All clients who earned income in the previous financial year are expected by the revenue authority to file the tax returns on or before the said dates.
On Friday last week, the LRA emphasised during the ongoing celebrations of the money month campaign that all its clients should abide by the regulations, to avoid unnecessary penalties.
“Anyone who earns an income in Lesotho is required by law to file income tax returns. Failure to file, late filing as well as failure to pay and or late payment will result in additional taxes being imposed at the rate of 22 percent per annum,” the LRA’s acting head of client education Letsatsi Sepiriti warned.
Under the Lesotho tax systems, the LRA says clients should be compliant and the first step towards being compliant entails registering for tax purposes.
“Whether you are an employee or a sole trader running his or her own business, we expect you to register for tax purposes. To register, depending on whether you are a company or an individual, we expect you to come with your identity documents and prove of income.
“Once you have submitted these documents to us, we will register you into our systems and subsequently provide you with a taxpayer identification number. This is a unique reference number that is allocated to a taxpayer upon registration with the LRA,” Mr Sepiriti added.
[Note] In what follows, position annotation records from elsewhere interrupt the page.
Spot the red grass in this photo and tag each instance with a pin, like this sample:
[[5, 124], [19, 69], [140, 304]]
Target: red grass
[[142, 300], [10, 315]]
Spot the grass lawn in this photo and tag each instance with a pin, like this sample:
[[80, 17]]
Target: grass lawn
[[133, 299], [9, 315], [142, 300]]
In the case of employees, clients should be able to obtain tax certificates from employers according to the Income Tax Act.
Businesses on the other hand are expected to declare correctly the amount of income generated during that year of assessment.
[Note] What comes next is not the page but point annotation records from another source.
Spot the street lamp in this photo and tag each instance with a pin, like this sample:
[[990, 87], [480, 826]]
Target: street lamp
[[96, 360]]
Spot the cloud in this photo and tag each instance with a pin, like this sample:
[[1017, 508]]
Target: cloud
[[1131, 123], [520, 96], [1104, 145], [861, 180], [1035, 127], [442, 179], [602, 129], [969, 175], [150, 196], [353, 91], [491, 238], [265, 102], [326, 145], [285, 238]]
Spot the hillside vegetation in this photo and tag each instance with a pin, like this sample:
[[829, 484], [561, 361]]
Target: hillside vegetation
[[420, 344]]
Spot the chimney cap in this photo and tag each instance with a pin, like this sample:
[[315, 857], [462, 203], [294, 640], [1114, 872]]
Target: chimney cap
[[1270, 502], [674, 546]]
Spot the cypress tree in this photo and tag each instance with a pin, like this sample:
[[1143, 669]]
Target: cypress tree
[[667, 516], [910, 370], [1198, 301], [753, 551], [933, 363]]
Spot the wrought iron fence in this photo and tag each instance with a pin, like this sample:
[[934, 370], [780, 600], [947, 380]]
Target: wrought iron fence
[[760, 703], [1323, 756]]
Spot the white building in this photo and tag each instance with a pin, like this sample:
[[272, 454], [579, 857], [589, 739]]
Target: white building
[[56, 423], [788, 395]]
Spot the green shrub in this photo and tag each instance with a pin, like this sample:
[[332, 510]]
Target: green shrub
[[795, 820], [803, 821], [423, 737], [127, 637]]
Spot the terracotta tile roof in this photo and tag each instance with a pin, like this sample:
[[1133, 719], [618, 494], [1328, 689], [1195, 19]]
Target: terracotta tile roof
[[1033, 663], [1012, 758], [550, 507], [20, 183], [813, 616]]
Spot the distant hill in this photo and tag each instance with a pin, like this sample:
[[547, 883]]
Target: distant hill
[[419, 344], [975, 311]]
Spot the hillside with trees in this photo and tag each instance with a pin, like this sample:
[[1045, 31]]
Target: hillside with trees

“We expect you to show us how much turnover you have generated and also declare all your sources of income. As the LRA, we are more interested on the profits that you would have generated as a company because that is where we are going to impose tax at a prescribed tax rate,” Mr Sepiriti further showed.
Clients have also been warned to declare expenditure correctly. There is a tendency, the LRA says among some clients of overestimating their expenditure with the hope that it will reduce their taxable or chargeable income.
Furthermore, when importing goods from other countries, clients are expected to declare the true value of such goods and there should be no under declaration of the goods.
“There is another tendency among some clients of filing their returns on time but failing to pay the tax that accompanies such returns,” Mr Sepiriti further warned.